R. Littlejohns and S. Soncini eds., Myths of Europe. Rodopi. , 2007

This brief overview is divided into sections: 1.1 Approaching “myth” and its divergent, indeed incompatible meanings; discussing first (in 1.2) Cassirer: all creative thought is myth; then (in 1.3) Frye: all stories are myths; and finally (in 1.4) Deconstruction: myth may (or may not) be anything. In 2.1: some objections and clarifications, I argue that myth, oriented toward constants, cannot constitute a useful theory of history in general, and in particular artistic or literary history, written against the horizon of organizing variable characteristics and constellations into specific fictional worlds and figures. I conclude (in 2.2,) that the scholar and critic of literature must honour myth in the sense of stories about superhuman beings as both sometimes fetching poetry and a reservoir of literary forms.

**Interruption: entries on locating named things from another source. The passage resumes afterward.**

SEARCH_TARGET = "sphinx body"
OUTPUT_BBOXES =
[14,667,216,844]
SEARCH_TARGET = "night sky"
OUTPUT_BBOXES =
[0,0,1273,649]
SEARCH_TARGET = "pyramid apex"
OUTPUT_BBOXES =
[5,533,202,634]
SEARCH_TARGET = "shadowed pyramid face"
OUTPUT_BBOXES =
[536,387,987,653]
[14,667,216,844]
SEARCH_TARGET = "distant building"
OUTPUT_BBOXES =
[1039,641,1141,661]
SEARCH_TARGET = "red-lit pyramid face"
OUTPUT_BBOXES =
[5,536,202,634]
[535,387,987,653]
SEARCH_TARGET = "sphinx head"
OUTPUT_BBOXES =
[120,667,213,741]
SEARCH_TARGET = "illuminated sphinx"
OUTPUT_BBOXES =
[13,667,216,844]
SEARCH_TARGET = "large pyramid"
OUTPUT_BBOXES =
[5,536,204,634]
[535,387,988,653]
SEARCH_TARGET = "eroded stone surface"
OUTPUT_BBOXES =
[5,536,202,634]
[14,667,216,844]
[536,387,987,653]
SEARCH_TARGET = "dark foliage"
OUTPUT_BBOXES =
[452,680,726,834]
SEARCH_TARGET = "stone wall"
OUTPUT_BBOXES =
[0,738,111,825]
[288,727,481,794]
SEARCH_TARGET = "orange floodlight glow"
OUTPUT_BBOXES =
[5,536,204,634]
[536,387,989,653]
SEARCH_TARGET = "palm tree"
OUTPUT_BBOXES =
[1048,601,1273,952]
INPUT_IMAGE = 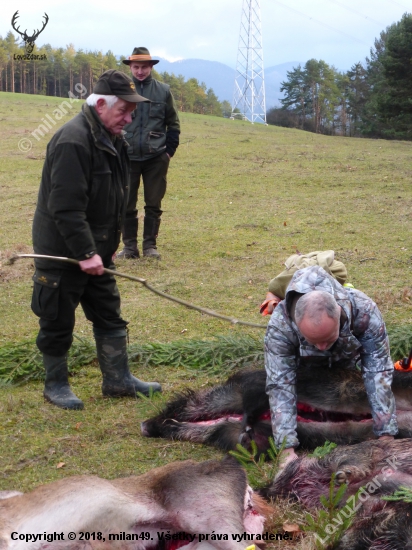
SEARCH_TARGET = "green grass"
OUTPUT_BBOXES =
[0,93,412,548]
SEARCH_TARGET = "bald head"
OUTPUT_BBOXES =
[295,290,341,351]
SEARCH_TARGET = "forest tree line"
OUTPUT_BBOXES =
[0,31,231,116]
[267,13,412,140]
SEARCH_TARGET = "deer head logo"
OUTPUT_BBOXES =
[11,10,49,54]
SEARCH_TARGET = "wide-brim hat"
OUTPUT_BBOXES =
[123,46,160,65]
[93,69,149,103]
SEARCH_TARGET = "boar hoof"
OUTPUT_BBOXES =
[335,470,352,485]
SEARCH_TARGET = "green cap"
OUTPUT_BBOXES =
[93,69,149,103]
[123,46,159,65]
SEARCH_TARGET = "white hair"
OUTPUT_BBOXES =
[86,94,119,109]
[295,290,340,326]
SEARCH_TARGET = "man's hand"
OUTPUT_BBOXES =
[280,447,299,470]
[79,254,104,275]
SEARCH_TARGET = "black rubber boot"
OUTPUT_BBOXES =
[116,218,140,260]
[94,329,162,397]
[43,353,84,410]
[143,216,160,260]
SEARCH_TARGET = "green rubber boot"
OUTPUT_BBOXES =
[94,329,162,397]
[43,353,84,410]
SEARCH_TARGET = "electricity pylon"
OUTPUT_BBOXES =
[231,0,266,124]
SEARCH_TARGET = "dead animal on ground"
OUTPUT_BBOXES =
[0,457,269,550]
[262,439,412,550]
[141,367,412,452]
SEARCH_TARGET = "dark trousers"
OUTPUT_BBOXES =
[31,266,128,357]
[126,153,169,219]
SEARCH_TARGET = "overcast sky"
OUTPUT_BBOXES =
[0,0,412,70]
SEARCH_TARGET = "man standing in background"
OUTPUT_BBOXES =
[117,47,180,259]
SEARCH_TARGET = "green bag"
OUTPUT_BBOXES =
[269,250,348,300]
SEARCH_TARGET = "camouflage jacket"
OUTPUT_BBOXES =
[265,266,398,448]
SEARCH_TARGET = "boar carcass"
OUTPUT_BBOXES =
[141,367,412,452]
[0,457,269,550]
[268,439,412,550]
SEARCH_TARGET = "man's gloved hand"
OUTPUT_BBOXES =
[260,292,282,315]
[280,447,299,470]
[79,254,104,275]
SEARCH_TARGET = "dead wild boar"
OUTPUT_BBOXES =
[0,457,268,550]
[141,366,412,452]
[262,439,412,550]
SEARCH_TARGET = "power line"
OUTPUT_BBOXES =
[272,0,369,46]
[386,0,411,13]
[329,0,385,27]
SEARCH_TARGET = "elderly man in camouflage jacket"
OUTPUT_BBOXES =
[265,266,398,464]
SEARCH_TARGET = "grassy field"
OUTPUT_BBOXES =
[0,93,412,548]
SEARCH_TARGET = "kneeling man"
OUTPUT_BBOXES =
[265,266,398,465]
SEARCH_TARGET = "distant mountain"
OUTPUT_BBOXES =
[156,59,299,109]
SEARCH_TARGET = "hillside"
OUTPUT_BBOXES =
[0,93,412,549]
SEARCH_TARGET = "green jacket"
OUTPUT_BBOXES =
[124,75,180,161]
[33,104,129,269]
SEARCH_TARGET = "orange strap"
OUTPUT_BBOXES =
[394,359,412,372]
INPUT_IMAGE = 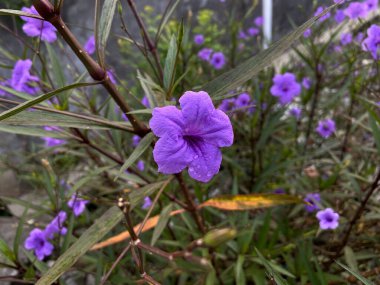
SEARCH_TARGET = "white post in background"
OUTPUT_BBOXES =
[262,0,273,49]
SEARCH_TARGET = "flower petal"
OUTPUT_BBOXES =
[189,141,222,182]
[149,106,184,137]
[153,135,195,174]
[179,91,215,127]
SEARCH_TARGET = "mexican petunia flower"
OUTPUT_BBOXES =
[317,208,339,230]
[270,72,301,105]
[362,25,380,60]
[67,195,88,217]
[315,119,336,139]
[21,6,57,43]
[24,228,54,261]
[45,211,67,239]
[210,51,226,69]
[10,59,39,95]
[83,36,96,54]
[150,91,234,182]
[344,2,368,20]
[304,193,321,213]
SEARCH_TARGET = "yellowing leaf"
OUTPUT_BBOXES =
[199,194,304,211]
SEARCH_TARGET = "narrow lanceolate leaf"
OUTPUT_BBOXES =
[115,133,154,180]
[96,0,118,66]
[202,4,336,97]
[36,207,123,285]
[150,204,173,246]
[0,82,99,121]
[0,9,43,20]
[164,35,178,91]
[336,261,375,285]
[91,209,185,250]
[199,194,304,211]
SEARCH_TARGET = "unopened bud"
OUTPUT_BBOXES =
[203,228,237,247]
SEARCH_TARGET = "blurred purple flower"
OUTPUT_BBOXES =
[141,196,152,207]
[67,194,89,217]
[303,193,321,213]
[334,9,346,24]
[198,48,213,61]
[45,211,67,239]
[289,107,302,120]
[10,59,39,95]
[253,16,264,27]
[149,91,234,182]
[210,51,226,69]
[344,2,368,20]
[194,34,205,45]
[317,208,339,230]
[247,27,260,37]
[302,77,311,90]
[303,28,311,38]
[136,160,145,171]
[24,228,54,261]
[84,36,96,54]
[314,6,331,22]
[340,33,352,46]
[315,119,336,139]
[362,24,380,60]
[270,72,301,105]
[21,6,57,43]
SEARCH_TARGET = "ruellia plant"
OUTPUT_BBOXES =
[0,0,380,285]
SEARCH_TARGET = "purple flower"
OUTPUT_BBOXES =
[218,98,235,113]
[334,9,346,24]
[194,34,205,45]
[363,0,378,12]
[21,6,57,43]
[67,194,88,217]
[24,229,54,261]
[316,119,336,139]
[340,33,352,46]
[270,72,301,105]
[314,6,331,22]
[42,126,66,147]
[302,77,311,90]
[150,91,234,182]
[10,59,39,95]
[132,135,141,147]
[317,208,339,230]
[247,27,260,37]
[44,211,67,239]
[210,51,226,69]
[344,2,368,20]
[136,160,145,171]
[304,193,321,213]
[198,48,213,61]
[289,107,302,120]
[303,28,311,38]
[84,36,96,54]
[141,197,152,209]
[253,16,264,27]
[362,24,380,60]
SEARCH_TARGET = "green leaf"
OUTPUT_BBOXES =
[0,82,99,121]
[255,248,288,285]
[336,261,375,285]
[0,9,43,20]
[96,0,118,66]
[202,4,336,97]
[36,207,123,285]
[164,35,178,91]
[115,133,154,180]
[150,204,173,246]
[0,235,16,265]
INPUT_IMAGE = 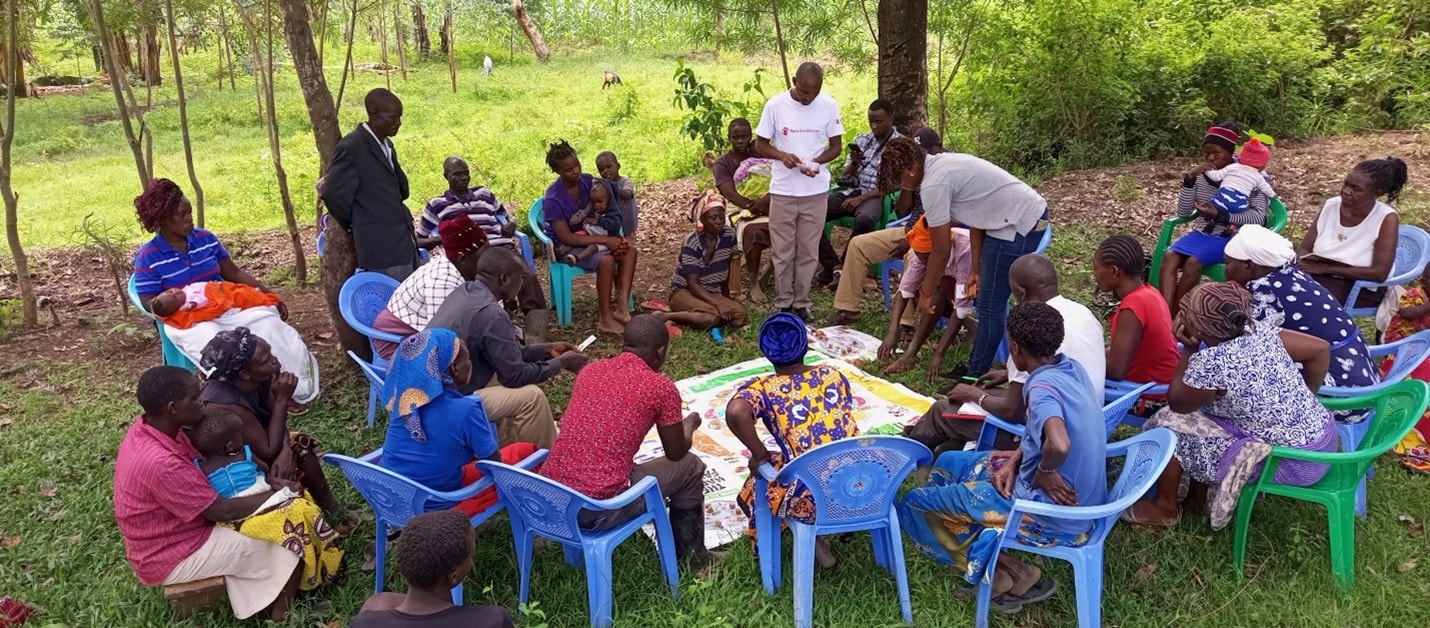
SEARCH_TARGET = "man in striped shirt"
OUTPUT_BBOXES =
[418,156,551,343]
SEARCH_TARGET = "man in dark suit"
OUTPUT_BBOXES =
[323,87,420,282]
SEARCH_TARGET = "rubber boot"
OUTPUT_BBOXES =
[522,309,551,345]
[671,508,715,571]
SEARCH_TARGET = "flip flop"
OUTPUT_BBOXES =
[1117,504,1181,528]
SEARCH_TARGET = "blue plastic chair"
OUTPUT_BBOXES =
[1103,379,1170,428]
[1317,330,1430,519]
[755,436,934,628]
[323,449,546,607]
[975,428,1177,628]
[1346,225,1430,316]
[476,449,677,627]
[129,275,194,372]
[337,272,402,428]
[977,383,1153,452]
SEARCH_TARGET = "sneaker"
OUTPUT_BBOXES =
[824,309,859,328]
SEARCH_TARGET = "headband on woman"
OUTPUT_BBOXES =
[199,328,259,379]
[759,312,809,366]
[1201,126,1241,153]
[1178,282,1251,340]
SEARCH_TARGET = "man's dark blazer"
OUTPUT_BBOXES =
[323,124,418,270]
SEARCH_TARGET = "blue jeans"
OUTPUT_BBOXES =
[968,230,1042,376]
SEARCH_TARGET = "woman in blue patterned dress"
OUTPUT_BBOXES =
[1123,282,1337,529]
[725,312,859,568]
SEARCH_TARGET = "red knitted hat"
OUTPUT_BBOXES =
[438,213,486,262]
[1241,137,1271,170]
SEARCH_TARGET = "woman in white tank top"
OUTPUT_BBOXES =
[1298,157,1407,308]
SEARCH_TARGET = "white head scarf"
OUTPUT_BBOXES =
[1226,225,1296,269]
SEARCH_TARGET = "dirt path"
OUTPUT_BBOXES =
[0,133,1430,386]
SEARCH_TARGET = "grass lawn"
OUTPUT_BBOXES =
[0,46,874,257]
[0,226,1430,627]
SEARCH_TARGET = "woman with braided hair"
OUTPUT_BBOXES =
[1123,282,1337,529]
[134,179,319,415]
[1297,157,1409,308]
[1093,233,1177,416]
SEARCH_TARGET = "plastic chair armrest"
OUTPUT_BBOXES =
[755,462,778,486]
[1266,443,1394,469]
[586,475,659,511]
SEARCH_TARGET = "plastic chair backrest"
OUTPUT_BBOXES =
[337,272,399,339]
[778,436,934,525]
[323,449,432,528]
[480,463,586,545]
[526,199,551,246]
[347,350,383,391]
[1103,383,1155,438]
[1315,379,1430,489]
[1032,223,1052,255]
[1266,197,1288,233]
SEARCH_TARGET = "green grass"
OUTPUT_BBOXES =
[0,226,1430,627]
[0,47,874,257]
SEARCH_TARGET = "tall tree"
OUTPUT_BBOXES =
[280,0,372,356]
[878,0,928,129]
[412,0,432,62]
[0,0,40,326]
[239,0,312,283]
[164,0,205,227]
[512,0,551,62]
[84,0,154,187]
[279,0,343,176]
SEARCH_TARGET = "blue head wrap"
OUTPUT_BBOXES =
[759,312,809,366]
[382,328,460,442]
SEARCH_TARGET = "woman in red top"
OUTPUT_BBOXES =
[1093,235,1177,409]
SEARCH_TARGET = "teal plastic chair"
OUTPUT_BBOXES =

But the concept of myth as a critical tool seems not only entangled in incompatible denotations and connotations, but it does not tell us whether in any particular fiction the myth has been transmuted, and into what. For example, Faulkner’s The Bear or Kafka’s The Metamorphosis use a mythological bestiary as well as the mythic pattern of trial and death with or without resurrection, but their stories are very different from a collective static vision, since they are written against the horizon of dynamic history. However, important aspects of literature (primarily, many significant plots) are mythomorphic. In 2.3 my “Parting Dilemma” is that either one allots myth a finite set of converging meanings: or, one says that myth can be used as a metaphor meaning something else. Depending on the poetic abilities of the metaphorizer, this can be fun or even useful, but it also runs two grave risks. The first risk is the interference with all the other meanings: story, lie, supernatural story, building block of a supernaturalist system, etc. The second risk is a privatization of critical language.